II - LE TEMPS DE RECONSTRUCTION : PLASTIE DE L'ECHANCRURE.
L'intervention doit commencer par le nettoyage de l'échancrure à visée exploratrice puis par l'ablation du transplant ou du moignon restant et par la réalisation d'une plastie de l'échancrure.
Après avoir vérifié l'absence d'adhérences dans le cul de sac sous quadricipital et dans les joues condyliennes, on procède à l'ablation des adhérences de l'échancrure, au nettoyage de la surface pré-spinale et de la face axiale du condyle externe.
On peut utiliser un bistouri, un ciseau gouge, un shaver ou une fraise par le point d'entrée antéro-interne pour enlever l'ancien ligament ou ce qu'il en reste, ainsi que les fibres et les franges synoviales sous contrôle visuel par l'arthroscope qui est placé à travers le point d'entrée antéro-externe.
A la fin de ce temps de nettoyage, il faut visualiser parfaitement la surface pré-spinale et la surface axiale du condyle externe pour éviter de positionner les nouveaux tunnels trop en avant.
Le nettoyage de la surface tibiale pré-spinale doit permettre de visualiser l'emplacement du tunnel déjà réalisé pour apprécier son positionnement par rapport à l'échancrure, sa taille et l'aspect des berges osseuses.
Le choix de le reprendre ou de creuser un nouveau tunnel dépend en grande partie de ce temps.
Le nettoyage de la surface axiale du condyle externe doit aviver la surface osseuse jusqu'en arrière où l'on doit pouvoir glisser une rugine ou un palpateur entre la capsule et le bord postérieur du condyle.
On doit pouvoir visualiser parfaitement l'ancien tunnel fémoral, décider si on peut le réutiliser ou s'il faut en recréer un nouveau, à moins que l'ancien ligament ne soit passé en "over the top", auquel cas le travail s'en retrouve simplifié.
En fin d'intervention, une fois le nouveau transplant mis en place et fixé, il convient de contrôler en flexion si le bord externe de la greffe ne rentre pas en conflit avec la face axiale du condyle externe, et en extension si le bord antérieur de la greffe ne vient pas en conflit avec le toit de l'échancrure.Dans ce cas les fibres du transplant peuvent se rompre ultérieurement et une plastie de l'échancrure doit être réalisée ou agrandie à la demande.
Indications de la plastie de l'échancrure :
Certains la font à titre systématique, mais elle doit être faite en cas d'échancrure étroite (largeur < 20 mm) et surtout en cas d'antécédent de rupture bilatérale du LCA ou en présence d'ostéophytes s'il s'agit d'une laxité ancienne. Enfin, elle doit être pratiquée lors du constat d'un conflit transplant - échancrure soit en extension avec le toit, soit en flexion avec le bord axial.
Selon HOWELL et al. 6,7] la plastie de l'échancrure est indispensable lorsque la greffe entre en conflit avec le toit de l'échancrure.

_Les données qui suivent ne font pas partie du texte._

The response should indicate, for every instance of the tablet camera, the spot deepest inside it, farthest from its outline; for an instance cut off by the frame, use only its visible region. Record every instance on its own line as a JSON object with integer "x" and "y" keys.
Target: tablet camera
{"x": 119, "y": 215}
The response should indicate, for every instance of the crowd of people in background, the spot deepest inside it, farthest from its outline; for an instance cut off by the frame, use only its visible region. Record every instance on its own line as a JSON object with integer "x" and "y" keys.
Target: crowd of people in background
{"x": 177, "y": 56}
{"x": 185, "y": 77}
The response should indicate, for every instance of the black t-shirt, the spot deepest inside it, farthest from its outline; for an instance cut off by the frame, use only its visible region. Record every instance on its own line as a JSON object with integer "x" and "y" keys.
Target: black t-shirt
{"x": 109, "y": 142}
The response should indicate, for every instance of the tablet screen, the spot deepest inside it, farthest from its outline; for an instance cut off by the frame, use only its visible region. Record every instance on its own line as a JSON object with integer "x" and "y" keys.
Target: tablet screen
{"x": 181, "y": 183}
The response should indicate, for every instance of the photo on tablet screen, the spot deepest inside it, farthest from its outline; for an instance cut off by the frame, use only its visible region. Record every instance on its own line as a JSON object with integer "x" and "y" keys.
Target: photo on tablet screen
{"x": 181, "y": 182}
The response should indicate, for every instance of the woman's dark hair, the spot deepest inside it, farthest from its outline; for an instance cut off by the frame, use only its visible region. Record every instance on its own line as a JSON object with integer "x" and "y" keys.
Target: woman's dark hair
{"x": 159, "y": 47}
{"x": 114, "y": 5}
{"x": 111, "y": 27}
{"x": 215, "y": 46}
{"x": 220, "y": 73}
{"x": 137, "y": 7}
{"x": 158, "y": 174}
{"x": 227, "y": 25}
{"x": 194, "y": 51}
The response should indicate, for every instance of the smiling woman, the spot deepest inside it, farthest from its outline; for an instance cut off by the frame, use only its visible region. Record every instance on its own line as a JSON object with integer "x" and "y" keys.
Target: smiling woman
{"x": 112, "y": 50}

Mais il insiste sur l'importance du positionnement du tunnel tibial dans l'articulation responsable d'échec si celui-ci est trop antérieur.Il définit une zone dans laquelle le risque de flexum passif ou d'étirement du transplant est fréquente.Celle-ci se situe dans la zone en avant du croisement de la prolongation antérieure de la ligne de Blumensatt et de la pente tibiale.

Fig1 : Projection de la ligne de Blumensaat avec le plateau tibial.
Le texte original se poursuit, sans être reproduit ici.